Hıristiyanların; "İslâmiyet kılıç zoruyla yayıldı ve kabûl ettirildi." iddiâlarını değişik delillerle çürüten Harputlu İshak Efendi; "Saldırmakla, öldürmekle bu yüce din yayılmadı. Bu devletleri ayakta tutan, yaşatan büyük ve başlıca kuvvet; îmân, adâlet, doğruluk ve fedâkarlık kudretiydi. Ruslar, yüz yıldan beri istilâ ettikleri Kazan, Özbekistan, Kırım, Dağıstan ve Türkistan'da bulunan müslümanların küçük çocuklarmdan, en ihtiyarına kadar her ferd için senede birer altın almışlardır. Ayrıca askerlik yapmak, mekteplerde Türkçe konuşturmayıp, zorla Rusça öğretmek gibi çeşitli işkence ve zorlamalara rağmen bu kadar senedir Rusya'daki müslümanlardan kaç kişi hıristiyan olmuştur." buyurdu.
Yine protestanların; "Oruç tutmak gibi ağır bir yükü, insanlara yüklemek yerine, insanın yalnız bozuk, kötü niyetlerden ve bâtıl düşüncelerden kendini uzaklaştırmasını herkese tavsiye ederiz." sözlerine ise; "Allah tarafından gönderilen hak dînin ahkâmını insanlar değiştiremezler. Oruç, yalnız aç ve susuz kalmaktan ibâret değildir. Orucun bâtınî birçok hikmet ve faydaları vardır. İlâhî esaslar üzerine binâ edilmiş olan bir farzı papazların ve hiçbir kimsenin tahrif etmeye, değiştirmeye selâhiyeti yoktur. Oruç zâhirî ve lüzumsuz amel değildir."
Harputlu İshak Efendi buyurdu ki: "Akıl sâhibi olan herkesin açıkça gördüğü gibi, kâinâta ibret nazarıyla bakıldığında, bütün işlerin ve hallerin, bir düzen içinde değişmeyen kânunlara bağlı olduğu görülür. O kânunları koyan ve aynı şekilde hıfz eden bir yaratıcının, yâni vâcibülvücûd olan Allahü teâlânın lâzım olduğu, aklı selîm sâhibi kimseler tarafından hemen anlaşılır. İşte cenâbı Hak, bu her şeyin ilk başlangıcı ve keyfiyeti, nasıl olduğu akıl ile anlaşılmayan ezelî ve ebedî olan mutlak yaratıcısıdır. O, bütün kemâlâtı ve üstünlükleri kendisinde toplamıştır."

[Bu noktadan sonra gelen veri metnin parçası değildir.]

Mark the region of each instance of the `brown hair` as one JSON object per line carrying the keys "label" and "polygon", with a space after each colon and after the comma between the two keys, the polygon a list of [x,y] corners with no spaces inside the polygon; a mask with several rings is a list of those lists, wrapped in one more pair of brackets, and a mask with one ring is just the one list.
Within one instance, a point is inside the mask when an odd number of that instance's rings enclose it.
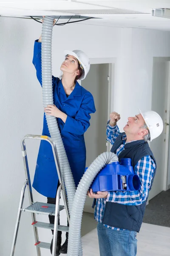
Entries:
{"label": "brown hair", "polygon": [[75,83],[79,79],[80,77],[81,77],[83,73],[83,70],[80,67],[80,64],[79,63],[79,61],[78,61],[78,69],[79,70],[79,75],[78,75],[76,76],[76,78],[74,80]]}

Harputlu İshak Efendi, hastalanıp yatağa düşünce, talebeleri ve ziyâretine gelenler çok üzüldüler. Onlara; "Neden üzülüyorsunuz dostlarım? Gören de sizi hiçbir şey bilmez sanır. Ölüm mümine hediyedir. Ölüm Hakk'a kavuşmaktır. Ölüm, fânî alemden goç etmektir. Ölüm yok olmak değildir. Bırakınız üzülmeyi ve ağlamayı. Ben seviniyorum, çünkü asıl vatanıma gidiyorum." buyurdu. 1891 (H.1309) senesinde İstanbul'da vefât etti. Fâtih Câmiinin kıble tarafındaki bahçeye defnedildi.
Harputlu İshak Efendi birçok eser yazmıştır. Bâzıları şunlardır: 1) ŞemsülHakika, 2) Zübdei İlmi Kelâm, 3) Es'ile ve Ecvibei Hikemiye, 4) MiftahülUyûn, 5) Es'ile ve Ecvibei MecmuâtülKavâid (4 cilt), 6) KâşifülEsrar, 7) DiyâülKulûb: Bu eser İhlâs A.Ş. tarafından Cevâb Veremedi ismiyle Türkçeye çevrilip bastırılmıştır.